A waitress comes by and we each order the house pale ale. “This was not an easy confession to make,” you say between sips. “And I have to say you’ve not made it any easier. What do you want to do?” “What do you want to do?” I ask. “Where do you want to take this?” “Since you ask, sweetheart, there’s a movie starting at 7:40 at the Angelica that I’d like to catch.”
A half hour later you emerge from the operating room, huddled over, the nurse a half-step behind you. “Would you like a wheelchair?” she asks you. You shake your head in this weary way, but then the nurse asks the question again. I get up from my molded plastic chair and meet you halfway, offering you a hand which you refuse.
Roger holds up his wineglass and takes a sip before
offering a toast: “To a joyous occasion made all the more joyous by having good friends around to share it with.” Oddly, no one else raises a glass except the man who is with F and whose name is either Heinz or Hans or something else altogether different. You pour yourself a glass of seltzer and, after looking around the table at the non-participating guests, join the toast. Eventually F follows suit, leaving only Roger’s sister and the narrator of our story with our glasses conspicuously not uplifted. “Well, you two,” Roger says. “To the chef,” I say, lifting my glass. “To the chef,” Roger echoes and we sip from our glasses with relative synchronicity. “Traitor,” Elizabeth whispers or perhaps I imagine it, not bothering to look in her direction until the toast is put to rest.

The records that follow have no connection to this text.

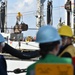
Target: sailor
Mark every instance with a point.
(67, 49)
(49, 43)
(3, 65)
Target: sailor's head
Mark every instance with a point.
(48, 39)
(66, 34)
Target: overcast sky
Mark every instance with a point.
(28, 10)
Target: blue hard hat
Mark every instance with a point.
(46, 34)
(1, 38)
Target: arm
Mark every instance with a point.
(66, 54)
(18, 53)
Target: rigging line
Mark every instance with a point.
(36, 10)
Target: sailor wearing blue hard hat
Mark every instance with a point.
(49, 43)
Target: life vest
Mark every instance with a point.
(70, 49)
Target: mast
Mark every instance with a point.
(40, 14)
(5, 24)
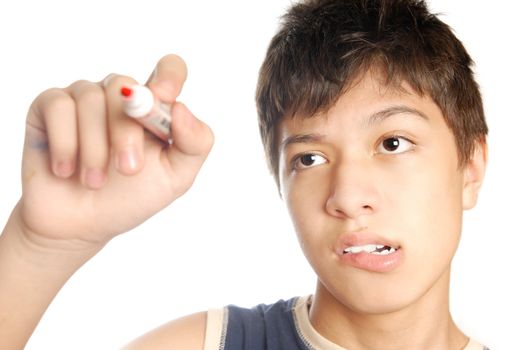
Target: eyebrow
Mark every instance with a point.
(369, 121)
(380, 116)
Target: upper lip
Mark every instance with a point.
(363, 238)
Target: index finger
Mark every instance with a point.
(168, 78)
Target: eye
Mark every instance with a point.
(307, 160)
(394, 145)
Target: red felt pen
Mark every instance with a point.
(139, 103)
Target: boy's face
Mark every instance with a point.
(380, 167)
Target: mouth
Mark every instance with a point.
(370, 252)
(376, 249)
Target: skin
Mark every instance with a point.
(81, 152)
(337, 177)
(86, 178)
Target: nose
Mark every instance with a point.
(353, 191)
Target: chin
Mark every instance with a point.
(377, 296)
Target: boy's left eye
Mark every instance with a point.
(394, 145)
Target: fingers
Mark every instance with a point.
(126, 135)
(92, 134)
(53, 112)
(86, 130)
(192, 142)
(168, 78)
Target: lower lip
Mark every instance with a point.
(373, 262)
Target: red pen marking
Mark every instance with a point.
(126, 92)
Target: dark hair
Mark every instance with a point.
(323, 45)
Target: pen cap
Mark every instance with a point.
(139, 103)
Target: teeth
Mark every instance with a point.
(376, 249)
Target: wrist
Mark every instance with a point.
(38, 249)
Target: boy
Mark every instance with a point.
(374, 131)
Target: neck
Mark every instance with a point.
(424, 324)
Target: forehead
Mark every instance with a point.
(365, 103)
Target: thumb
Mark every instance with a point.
(167, 79)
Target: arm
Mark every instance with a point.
(85, 165)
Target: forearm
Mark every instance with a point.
(31, 274)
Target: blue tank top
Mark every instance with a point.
(284, 325)
(264, 327)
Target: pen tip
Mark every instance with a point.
(126, 91)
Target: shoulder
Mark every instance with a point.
(184, 333)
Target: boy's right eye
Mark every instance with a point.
(307, 160)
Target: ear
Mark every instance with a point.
(473, 174)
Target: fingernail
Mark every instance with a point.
(127, 161)
(94, 178)
(64, 169)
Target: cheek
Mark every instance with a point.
(430, 206)
(305, 198)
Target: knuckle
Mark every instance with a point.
(173, 61)
(116, 81)
(57, 102)
(90, 95)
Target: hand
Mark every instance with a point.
(90, 172)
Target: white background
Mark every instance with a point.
(229, 239)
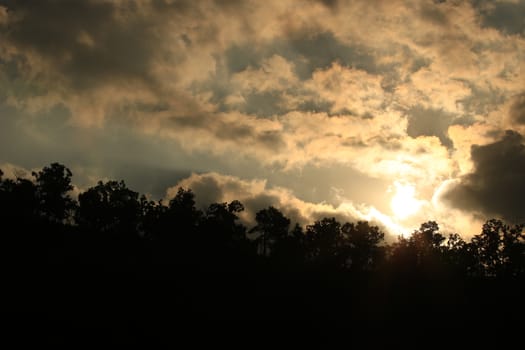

I come around to your side of the car to help you out. “Don’t bother,” you say, but you teeter when you walk so I accompany you in the elevator to your apartment, which is on the ninth floor. You unlock the door and I help you in, my arm around your waist, and you say, “Thank you, but I really don’t need your help; I really don’t.” I stand around awkwardly, watching you bounce off the door as you lurch into the bedroom. “Are you sure you’re going to be all right?” I ask and get no answer. I pace the living room, consider going home, but end up sitting down in your not-quite-comfortable easy chair.
After the meat course, there is a second salad course—a puff of unidentifiable greens (perhaps arugula) circled by tangerine slices—and Roger makes a joke about no one being able to get up from the table after the dinner is finished to which you take exception. “I just wanted to do something elegant,” you say, “something in the grand manner. This is the menu, or as close to it as I could get with local provisions, that a wife of one of the Russian tsars made for her husband before she had him killed. I’m sorry if it doesn’t meet with your approval.”